Sudhanva Deshpande (born 26 December 1967) is an Indian theatre actor, director, and editor associated with the radical street theatre group Jana Natya Manch (Janam). He is the managing editor of the publishing house LeftWord Books and has authored a book on the life and death of theatre activist Safdar Hashmi. In 2025, he was appointed as a permanent invitee to the Central Committee of the Communist Party of India (Marxist).

==Early life and education==
Deshpande was born on 26 December 1967. He attended Ramjas College in Delhi for his higher education. In 1987, at the age of 19, he joined the theatre collective Jana Natya Manch.

==Career==

===Theatre===
Deshpande’s involvement in street theatre was significantly shaped by his association with Safdar Hashmi. He was present during the 1989 attack on a Janam performance in Jhandapur, which resulted in Hashmi's death. Following Hashmi's death, Deshpande continued to work with the troupe as both an actor and a director.

His directorial work includes plays such as Yeh Dil Maange More and Gurgaon. He has also been involved in creating documentary films and has participated in international theatre festivals and workshops.

He is also a core team member of Strategic Management in the Art of Theatre (SMART), a theatre management training programme.

===Publishing and writing===
Deshpande serves as the managing editor of LeftWord Books, a publishing house based in New Delhi. He is also involved in the management of May Day Bookstore and Cafe in Delhi.

In 2020, he authored Halla Bol: The Death and Life of Safdar Hashmi, a book that provides a first-hand account of the events surrounding Hashmi's killing and explores the history of Janam and its impact on Indian street theatre.

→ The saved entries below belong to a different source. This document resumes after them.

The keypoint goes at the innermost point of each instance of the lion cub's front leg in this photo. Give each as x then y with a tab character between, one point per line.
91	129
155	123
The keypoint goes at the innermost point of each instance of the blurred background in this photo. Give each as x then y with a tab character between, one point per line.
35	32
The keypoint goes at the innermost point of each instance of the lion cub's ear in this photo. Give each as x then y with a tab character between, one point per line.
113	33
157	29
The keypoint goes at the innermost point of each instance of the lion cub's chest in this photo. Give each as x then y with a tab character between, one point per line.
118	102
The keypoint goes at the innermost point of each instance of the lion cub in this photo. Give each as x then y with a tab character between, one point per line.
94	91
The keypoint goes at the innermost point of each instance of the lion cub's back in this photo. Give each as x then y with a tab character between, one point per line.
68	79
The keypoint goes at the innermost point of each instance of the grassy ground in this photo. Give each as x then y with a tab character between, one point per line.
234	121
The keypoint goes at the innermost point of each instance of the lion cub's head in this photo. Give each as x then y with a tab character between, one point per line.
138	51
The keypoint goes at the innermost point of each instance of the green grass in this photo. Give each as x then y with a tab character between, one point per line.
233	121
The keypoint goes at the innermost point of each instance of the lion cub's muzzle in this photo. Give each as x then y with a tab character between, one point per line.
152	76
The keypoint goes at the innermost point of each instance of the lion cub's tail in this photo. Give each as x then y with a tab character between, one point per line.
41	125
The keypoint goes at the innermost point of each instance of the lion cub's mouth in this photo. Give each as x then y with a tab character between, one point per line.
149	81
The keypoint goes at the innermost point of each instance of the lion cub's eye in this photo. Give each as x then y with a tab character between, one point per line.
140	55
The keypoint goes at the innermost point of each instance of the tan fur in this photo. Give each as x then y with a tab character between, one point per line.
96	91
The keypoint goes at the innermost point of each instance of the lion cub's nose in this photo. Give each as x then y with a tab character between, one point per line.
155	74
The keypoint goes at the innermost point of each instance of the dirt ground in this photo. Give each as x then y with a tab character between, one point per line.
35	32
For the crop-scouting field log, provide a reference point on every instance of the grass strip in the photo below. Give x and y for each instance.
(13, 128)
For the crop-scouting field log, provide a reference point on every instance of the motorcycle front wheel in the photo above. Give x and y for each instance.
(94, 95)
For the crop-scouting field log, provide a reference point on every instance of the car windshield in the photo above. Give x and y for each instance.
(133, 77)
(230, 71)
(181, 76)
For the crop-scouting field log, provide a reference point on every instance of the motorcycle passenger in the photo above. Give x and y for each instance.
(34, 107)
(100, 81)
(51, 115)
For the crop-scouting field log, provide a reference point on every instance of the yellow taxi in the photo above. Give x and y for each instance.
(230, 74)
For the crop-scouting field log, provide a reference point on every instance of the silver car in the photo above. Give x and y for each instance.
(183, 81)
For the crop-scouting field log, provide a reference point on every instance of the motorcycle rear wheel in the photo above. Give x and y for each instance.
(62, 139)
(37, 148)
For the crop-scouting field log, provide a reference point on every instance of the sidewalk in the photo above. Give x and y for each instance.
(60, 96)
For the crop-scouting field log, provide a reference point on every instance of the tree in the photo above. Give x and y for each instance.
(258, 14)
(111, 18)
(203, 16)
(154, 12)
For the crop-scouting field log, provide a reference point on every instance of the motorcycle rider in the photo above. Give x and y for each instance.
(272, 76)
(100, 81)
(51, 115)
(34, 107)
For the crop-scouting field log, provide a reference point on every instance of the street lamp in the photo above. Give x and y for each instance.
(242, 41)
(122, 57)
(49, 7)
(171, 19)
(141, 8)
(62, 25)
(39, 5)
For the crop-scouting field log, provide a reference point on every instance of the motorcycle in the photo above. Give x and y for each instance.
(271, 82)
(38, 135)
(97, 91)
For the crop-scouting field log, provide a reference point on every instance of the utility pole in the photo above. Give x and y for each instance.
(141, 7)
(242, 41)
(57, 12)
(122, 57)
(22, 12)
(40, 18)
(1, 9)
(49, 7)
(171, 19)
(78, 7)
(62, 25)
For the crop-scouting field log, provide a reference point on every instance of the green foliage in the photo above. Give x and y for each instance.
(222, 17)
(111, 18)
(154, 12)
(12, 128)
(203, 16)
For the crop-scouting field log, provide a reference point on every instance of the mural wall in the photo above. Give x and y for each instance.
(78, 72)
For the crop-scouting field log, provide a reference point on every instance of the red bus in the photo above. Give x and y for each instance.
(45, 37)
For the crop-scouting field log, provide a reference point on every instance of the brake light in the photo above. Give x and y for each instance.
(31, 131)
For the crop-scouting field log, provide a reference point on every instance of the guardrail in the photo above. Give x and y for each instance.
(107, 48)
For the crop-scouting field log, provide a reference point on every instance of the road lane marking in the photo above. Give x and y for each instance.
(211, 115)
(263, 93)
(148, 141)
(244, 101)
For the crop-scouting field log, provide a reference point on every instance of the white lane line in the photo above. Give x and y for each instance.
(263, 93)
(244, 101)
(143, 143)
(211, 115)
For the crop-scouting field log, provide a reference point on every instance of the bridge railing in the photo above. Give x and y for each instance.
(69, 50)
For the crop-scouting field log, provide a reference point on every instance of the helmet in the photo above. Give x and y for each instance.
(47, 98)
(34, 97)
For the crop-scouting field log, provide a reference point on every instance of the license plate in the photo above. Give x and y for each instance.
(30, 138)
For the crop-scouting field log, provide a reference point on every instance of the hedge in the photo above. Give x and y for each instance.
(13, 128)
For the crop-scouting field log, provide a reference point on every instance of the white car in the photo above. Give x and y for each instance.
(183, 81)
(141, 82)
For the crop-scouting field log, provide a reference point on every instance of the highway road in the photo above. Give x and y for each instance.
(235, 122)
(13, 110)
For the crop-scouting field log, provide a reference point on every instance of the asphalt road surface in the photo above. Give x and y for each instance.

In 2024, he made a documentary on Habib Tanvir titled Gaon Ke Naon Theatre, Mor Naon Habib.

===Politics===
In April 2025, he was appointed as a permanent invitee to the Central Committee of the CPI(M).

==Media dispute==
In 2018, Deshpande was involved in a dispute with the news channel Times Now. He accused the channel and its then-anchor of disseminating misinformation by labeling him a "Maoist sympathizer" in connection to a video of a lecture he had given at IIT Bombay. Deshpande denied these allegations, stating that his lecture regarding the history of theatre had been taken out of context.